Poly(L-lactic acid) (PLLA) films were fabricated using the method of dissolving and evaporation. PLLA scaffold was prepared by solid-liquid phase separation of polymer solutions and subsequent sublimation of solvent.

Bonelike apatite coating was formed on PLLA films, PLLA scaffolds and poly(glycolic acid) (PGA) scaffolds in 24 hours through an accelerated biomimetic process. The ion concentrations in the simulated body fluid (SBF) were nearly 5 times o f those in human blood plasma. The apatite formed was characterized using scanning electron microscopy (SEM), energy dispersive X-ray spectroscopy (EDX), X-ray diffraction (XRD), and Fourier transform infrared spectroscopy (FTIR). The apatite formed in 5SBF was similar in morphology and composition to that formed in the classical biomimetic process employing SBF or 1.5SBF, and similar to that of natural bone. This indicated that the biomimetic apatite coating process could be accelerated by using concentrated simulated body fluid at 37°C. Besides saving time, the accelerated biomimetic process is particularly significant to biodegradable polymers. Some polymers which degrade too fast to be coated with apatite by a classical biomimetic process, for example PGA, could be coated with bone-like apatite in an accelerated biomimetic process.

Collagen and apatite were co-precipitated as a composite coating on poly(L-lactic acid) (PLLA) in an accelerated biomimetic process. The incubation solution contained collagen (lg/L) and simulated body fluid (SBF) with 5 times inorganic ionic concentrations as human blood plasma. The coating formed on PLLA films and scaffolds after 24 hours incubation was characterized using EDX, XRD, FTIR, and SEM. It was shown that the coating contained carbonated bone-like apatite and collagen, the primary constituents of natural bone. SEM showed a complex composite coating of submicron bone-like apatite particulates combined with collagen fibrils. This work provided an efficient process to obtain bone-like apatite/collagen composite coating.

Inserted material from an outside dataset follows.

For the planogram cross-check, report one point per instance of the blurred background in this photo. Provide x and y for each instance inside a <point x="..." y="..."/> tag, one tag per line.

Saos-2 osteoblast-like cells were used to evaluate the cellular behaviors on these biomimetic coatings. Cell morphologies on the surfaces of PLLA films and scaffolds, PLLA films and scaffolds with apatite coating, and PLLA films and scaffolds with apatite/collagen composite coating were studied by SEM. Cell viability was assessed by the 3-(4,5-dimethylthiazol-2-yl)-2,5-diphenyltetrasodium bromide (MTT) assay. In addition, differentiated cell function was assessed by measuring alkaline phosphatase activity. These results suggested that the apatite coating and apatite/collagen composite coating fabricated through the accelerated biomimetic processes could improve the interactions between osteoblasts and PLLA. The composite coating was more effective than apatite coating in improving such interactions. PLLA scaffolds coated with submicron collagen fibrils and submicron apatite paticulates are expected to be one of the promising 3D substrates for bone tissue engineering.

To facilitate coating into scaffolds, the flowing condition was introduced into the accelerated biomimetic process. The apatite formed in the different sites in the scaffold was characterized using SEM. It was found that the accelerated biomimetic process performed in the flowing condition yielded more uniform spatial distribution of apatite particles than that in the regular shaking condition. This work provides a novel condition for obtaining uniform spatial distribution o f bone-like apatite within the scaffolds in a timely manner, which is expected to facilitate uniform distribution of attached cells within the scaffolds in vitro or in vivo.